Search code examples
cassandraopen-sourcecassandra-3.0

Cassandra 3.0.5 nodes fail to startup with "IllegalStateException: One row required, 2 found"


I have run into a horrible situation on one of my cassandra clusters. The version the cluster is on is 3.0.5. I am running a 2 DC setup with close 30 nodes, 18 in one DC and the rest in the other. I did everything possible with my knowledge, but still looking for answers.

Of late we were having a few issues with respect to GC pauses, a few turnings were done on the jvm(MAX_HEAP_SIZE was changed) on all nodes and the cluster was ready for the rolling restart to take effect.

The 1st node went through well with the rolling restart, but the 2nd node just did not comeback up after the shut down. And the error below.

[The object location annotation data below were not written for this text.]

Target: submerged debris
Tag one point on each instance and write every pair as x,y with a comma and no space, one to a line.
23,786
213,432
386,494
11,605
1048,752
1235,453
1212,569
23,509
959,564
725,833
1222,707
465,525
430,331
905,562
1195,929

INFO  07:45:34 Initializing system_schema.keyspaces
INFO  07:45:34 Initializing system_schema.tables
INFO  07:45:34 Initializing system_schema.columns
INFO  07:45:34 Initializing system_schema.triggers
INFO  07:45:34 Initializing system_schema.dropped_columns
INFO  07:45:34 Initializing system_schema.views
INFO  07:45:34 Initializing system_schema.types
INFO  07:45:34 Initializing system_schema.functions
INFO  07:45:34 Initializing system_schema.aggregates
INFO  07:45:34 Initializing system_schema.indexes
Exception (java.lang.IllegalStateException) encountered during startup: One row required, 2 found
java.lang.IllegalStateException: One row required, 2 found
    at org.apache.cassandra.cql3.UntypedResultSet$FromResultSet.one(UntypedResultSet.java:84)
    at org.apache.cassandra.schema.SchemaKeyspace.fetchTable(SchemaKeyspace.java:948)
    at org.apache.cassandra.schema.SchemaKeyspace.fetchTables(SchemaKeyspace.java:938)
    at org.apache.cassandra.schema.SchemaKeyspace.fetchKeyspace(SchemaKeyspace.java:901)
    at org.apache.cassandra.schema.SchemaKeyspace.fetchKeyspacesWithout(SchemaKeyspace.java:878)
    at org.apache.cassandra.schema.SchemaKeyspace.fetchNonSystemKeyspaces(SchemaKeyspace.java:866)
    at org.apache.cassandra.config.Schema.loadFromDisk(Schema.java:134)
    at org.apache.cassandra.config.Schema.loadFromDisk(Schema.java:124)
    at org.apache.cassandra.service.CassandraDaemon.setup(CassandraDaemon.java:229)
    at org.apache.cassandra.service.CassandraDaemon.activate(CassandraDaemon.java:551)
    at org.apache.cassandra.service.CassandraDaemon.main(CassandraDaemon.java:679)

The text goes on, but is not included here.